Buliran bening memenuhi dadanya. Maya mulai sesak. Ia sadar, ia
salah. Sahabat macam apa yang dengan kejam meninggalkan sahabatnya saat ia
sangat- sangat membutuhkannya?! Sahabat macam apa yang tak mengusapkan
tangannya pada pipi sahabatnya yang penuh dengan deraian air mata?! Sahabat
macam apa yang tak hadir menerangi jiwa sahabatnya yang tengah tertutup awan
gelap?! Sahabat macam apa?! Atau bahkan masih pantaskah ia disebut seebagai
sahabat?! Ia sadar semua itu. Namun keadaan. Keadaan yang membuatnya
terhujam oleh pertanyaan – pertanyaan seperti itu. Saat itu ia bagaikan makan
buah simalakama. Ia ingin sekali mengganti buliran – buliran itu dengan deraian
tawa, atau sekedar mengembangkan senyumnya yang manis. Namun keadaan memaksa ia
menghindarkan jauh – jauh tangannya dari pipi itu. Memaksa ia menghindarkan
diri dari sosok kaku di hadapannya kini. Berhari – hari, berminggu – minggu,
sampai berbelasan tahun mereka tak pernah bertatap muka lagi hingga akhirnya
keadaan mempertemukan mereka kembali, di hari ini.
“Aku punya alasan, Din.”
“Sudahlah! Aku sudah melupakannya.” Nada bicara Dina naik satu
oktaf.
“Tapi kau belum memaafkanku.”
“Sulit, May. Harusnya kau tak usah membongkar kembali benang –
benang fibrin yang mulai menutup lukaku ini.” Ketus Dina.

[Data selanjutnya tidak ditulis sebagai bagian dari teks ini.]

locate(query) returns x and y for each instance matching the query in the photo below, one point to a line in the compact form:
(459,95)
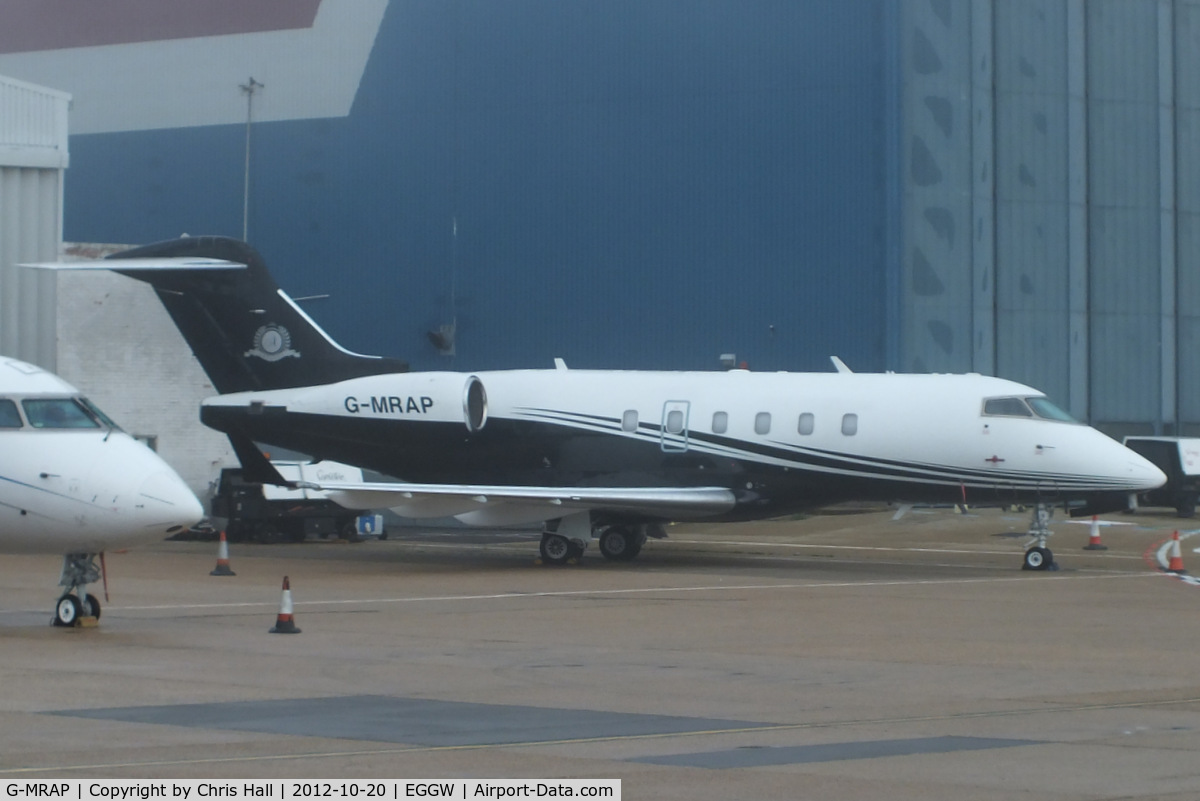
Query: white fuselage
(77,485)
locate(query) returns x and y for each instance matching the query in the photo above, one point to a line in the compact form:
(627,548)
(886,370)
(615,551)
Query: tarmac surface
(841,656)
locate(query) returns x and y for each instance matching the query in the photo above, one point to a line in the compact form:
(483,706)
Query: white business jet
(73,483)
(613,455)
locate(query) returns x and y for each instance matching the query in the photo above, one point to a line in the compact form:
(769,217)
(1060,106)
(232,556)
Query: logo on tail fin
(273,343)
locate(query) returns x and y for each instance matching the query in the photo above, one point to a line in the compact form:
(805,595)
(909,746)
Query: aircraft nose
(1144,471)
(169,503)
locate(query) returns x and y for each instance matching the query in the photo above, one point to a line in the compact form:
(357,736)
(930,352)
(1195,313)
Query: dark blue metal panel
(624,184)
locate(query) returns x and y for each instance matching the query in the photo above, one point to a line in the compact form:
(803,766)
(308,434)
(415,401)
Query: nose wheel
(1037,555)
(76,603)
(69,610)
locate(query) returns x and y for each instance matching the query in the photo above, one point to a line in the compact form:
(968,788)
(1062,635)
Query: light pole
(247,89)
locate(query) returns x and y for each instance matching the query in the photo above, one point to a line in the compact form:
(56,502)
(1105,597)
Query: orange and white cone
(1093,541)
(222,567)
(1176,562)
(283,622)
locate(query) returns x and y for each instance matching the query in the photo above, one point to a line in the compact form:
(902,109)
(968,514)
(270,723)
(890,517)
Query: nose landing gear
(1037,555)
(76,604)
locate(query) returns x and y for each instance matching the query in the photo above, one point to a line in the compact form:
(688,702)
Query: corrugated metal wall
(1078,120)
(33,156)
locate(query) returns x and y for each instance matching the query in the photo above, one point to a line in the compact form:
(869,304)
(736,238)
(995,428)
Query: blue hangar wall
(637,184)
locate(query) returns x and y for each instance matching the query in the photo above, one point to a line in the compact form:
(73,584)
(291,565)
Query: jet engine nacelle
(411,397)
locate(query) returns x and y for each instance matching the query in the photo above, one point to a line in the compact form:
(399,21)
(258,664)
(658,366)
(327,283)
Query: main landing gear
(78,571)
(565,540)
(1037,555)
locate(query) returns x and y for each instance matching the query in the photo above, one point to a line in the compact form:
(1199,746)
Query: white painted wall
(118,344)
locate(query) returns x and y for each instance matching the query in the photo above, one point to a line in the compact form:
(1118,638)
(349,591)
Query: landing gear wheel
(556,549)
(1038,559)
(619,543)
(66,612)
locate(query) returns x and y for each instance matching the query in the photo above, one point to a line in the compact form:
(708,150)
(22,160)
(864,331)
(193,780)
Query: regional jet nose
(1143,473)
(168,504)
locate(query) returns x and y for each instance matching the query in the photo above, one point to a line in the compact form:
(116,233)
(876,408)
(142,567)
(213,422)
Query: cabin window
(57,413)
(9,415)
(850,425)
(1006,408)
(807,423)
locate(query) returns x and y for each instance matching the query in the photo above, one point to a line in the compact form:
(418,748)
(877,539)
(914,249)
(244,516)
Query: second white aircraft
(73,483)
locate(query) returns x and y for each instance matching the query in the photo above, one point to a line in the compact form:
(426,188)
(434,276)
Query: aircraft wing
(503,505)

“Aku punya alasan, Din.” Tembak Maya.
Dina tersenyum getir. Bibirnya bergetar.
“Karena apa, May? Karena kau malu? Aku tahu, keadaanku memang sangat memalukan! Kau
jijik, May? Tubuhku memang kotor saat itu, dan mungkin juga hingga saat ini.
“Aku memang tidak sepertimu, May. Aku bukan muslimah
berjilbab sepertimu. Aku bukan anak Bapak Ustadz. Aku bukan golongan
terpandang.” Dina tersenyum sinis.“Mau ditaro
di mana mukamu jika masih berteman denganku?! Anak Pak Ustadz kok
temenan sama pelaku zina.” Dina menggeleng – gelengkan kepalanya.
Maya meringis. Matanya tak mampu membendung awan – awan yang bergelantungan pada
kelopak matanya untuk merembes.
“Jangan menangis, May.”
“Aku minta maaf, Din ... aku yang salah ... aku tahu itu ...” Maya
mengisak. “Aku benar – benar dalam keadaan sulit saat itu, Din. Apa kau pikir
aku tak peduli padamu, Din? Apa kau pikir aku lantas mencoret namamu dari
daftar sahabatku? Nggak, Din, nggak!! Aku ingin sekali menghapus air mata itu ... aku ingin
sekali bersenandung untuk memekarkan hatimu ... aku ingin sekali,
Din. Apa kau pikir hanya kau yang sakit? Aku juga sakit, Din! Sakit rasanya saat aku
harus memaksakan tubuh ini untuk berjauhan denganmu ... sakit rasanya, Din –
saat aku harus tak pernah bertemu denganmu lagi selama belasan tahun! Hatiku
sakit, Din! Lukaku
juga tak pernah kering!”
“Tapi tak mungkin sesakit menanggung aib, kan, May?” Dina mulai tak
menguasai dirinya, ia menunjuk- nunjuk ke dadanya sendiri..“Tak mungkin sesakit
menahan hati dari kemirisan yang selalu meratapi nasib!! Tak mungkin sesakit menopang
tulang rapuh yang selalu orang – orang patahkanl!!” Air matanya berderai,
dihamburkan emosi yang sejak tadi berusaha ia tahan. Kejadian belasan tahun itu
berkilat – kilat di kepalanya. Saat itu ia baru pulang dari sekolah. Ia
berjalan di jalur yang tidak biasa ia lewati. Malang segerombolan anak lelaki
menghadangnya. Memandangnya dengan kotor dan mulai melakukan hal ternajis itu!!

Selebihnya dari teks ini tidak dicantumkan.